Watch out Cisco, here comes Avaya!
Today, while taking a break from playing with some gear in the Alta3 Research labs, I found an interesting article while running a search on ‘SIP’ in GoogleNews. Not-so-surprisingly, Avaya’s name popped up in several headlines. As I just finished helping write Alta3 Research’s course on Avaya SIP Trunking, I thought this might be an opportune time to comment on why Avaya and SIP are becoming so intimately entwined.
Avaya recently made a press statement at the U.S./Gov Sales Leadership and Partner Conference, reminding the public that they have released 60+ products in less than two years- more than Avaya had released in the last decade of operation. Additionally, Avaya has begun touting that their Flair Experience collaboration will soon integrate with both Apple and Android mobile devices.
This announcement comes as Avaya has been making steady gains on telephony competitors, such as Cisco. In July of 2011, in the wake of laying off 6,500 Cisco employees, Cisco CEO John Chambers acknowledged that Cisco had become lackadaisical in it’s once unparalleled ability to be both lead and drive the market. In a memo, Chambers stated that he is looking to take “bold steps” to refocus a company that has become lost by attempting to compete in an excessive number of markets.
In the meantime, Avaya’s president of Global Communication Solutions , Alan Baratz, stated that the growth of Avaya’s product line directly parallels the growth of SIP technologies. Per Alan Baratz-
“The important and compelling thing about SIP is that it’s all about sessions: it can carry the IP, it can carry video, it can carry IM, maybe other new types of traffic,” Baratz said. “It means you can have a single control infrastructure supporting all of that communication. That enables a lot of really compelling capabilities for the end customer, including cheaper infrastructure, and a more unified experience for the end user- up until now, for Avaya, it really has been all about voice, but now, on the same platform, we can do video, we can do web collaboration, we can do IM, everything, so we need to start investing in those other modes of communication…”
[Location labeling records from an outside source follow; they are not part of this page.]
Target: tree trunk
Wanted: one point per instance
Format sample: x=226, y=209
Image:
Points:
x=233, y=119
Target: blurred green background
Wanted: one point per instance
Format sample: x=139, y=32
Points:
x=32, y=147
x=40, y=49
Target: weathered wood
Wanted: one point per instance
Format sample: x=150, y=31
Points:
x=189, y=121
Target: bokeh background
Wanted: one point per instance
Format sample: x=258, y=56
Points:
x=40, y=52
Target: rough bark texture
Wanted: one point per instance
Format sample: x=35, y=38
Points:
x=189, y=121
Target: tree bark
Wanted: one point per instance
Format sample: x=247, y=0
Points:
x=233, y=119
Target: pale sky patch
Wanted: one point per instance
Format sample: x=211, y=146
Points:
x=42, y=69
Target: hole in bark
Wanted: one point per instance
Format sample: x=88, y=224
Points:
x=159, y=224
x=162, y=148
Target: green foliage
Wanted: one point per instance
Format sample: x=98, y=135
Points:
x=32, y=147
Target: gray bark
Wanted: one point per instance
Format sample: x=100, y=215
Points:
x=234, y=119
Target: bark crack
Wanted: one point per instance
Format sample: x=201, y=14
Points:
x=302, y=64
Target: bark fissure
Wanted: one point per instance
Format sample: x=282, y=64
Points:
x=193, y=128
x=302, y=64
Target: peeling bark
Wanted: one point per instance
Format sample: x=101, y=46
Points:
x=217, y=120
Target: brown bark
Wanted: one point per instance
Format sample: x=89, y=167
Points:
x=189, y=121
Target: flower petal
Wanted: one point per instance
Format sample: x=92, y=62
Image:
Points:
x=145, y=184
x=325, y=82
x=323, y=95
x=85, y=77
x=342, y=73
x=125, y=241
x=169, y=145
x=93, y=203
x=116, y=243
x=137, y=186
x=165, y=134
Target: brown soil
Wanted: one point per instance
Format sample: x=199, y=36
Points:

While the growth of SIP technology has been apparent for the past decade ( since 1997, SIP Fundamentals and SIP Essentials have been among Alta3 Research’s most requested class ), it’s great to hear that Avaya’s products are gaining market share. While helping to write the new Avaya SIP training class was a blast, the true reward comes in actually teaching the material- and bringing a new level of understanding to those eager to learn!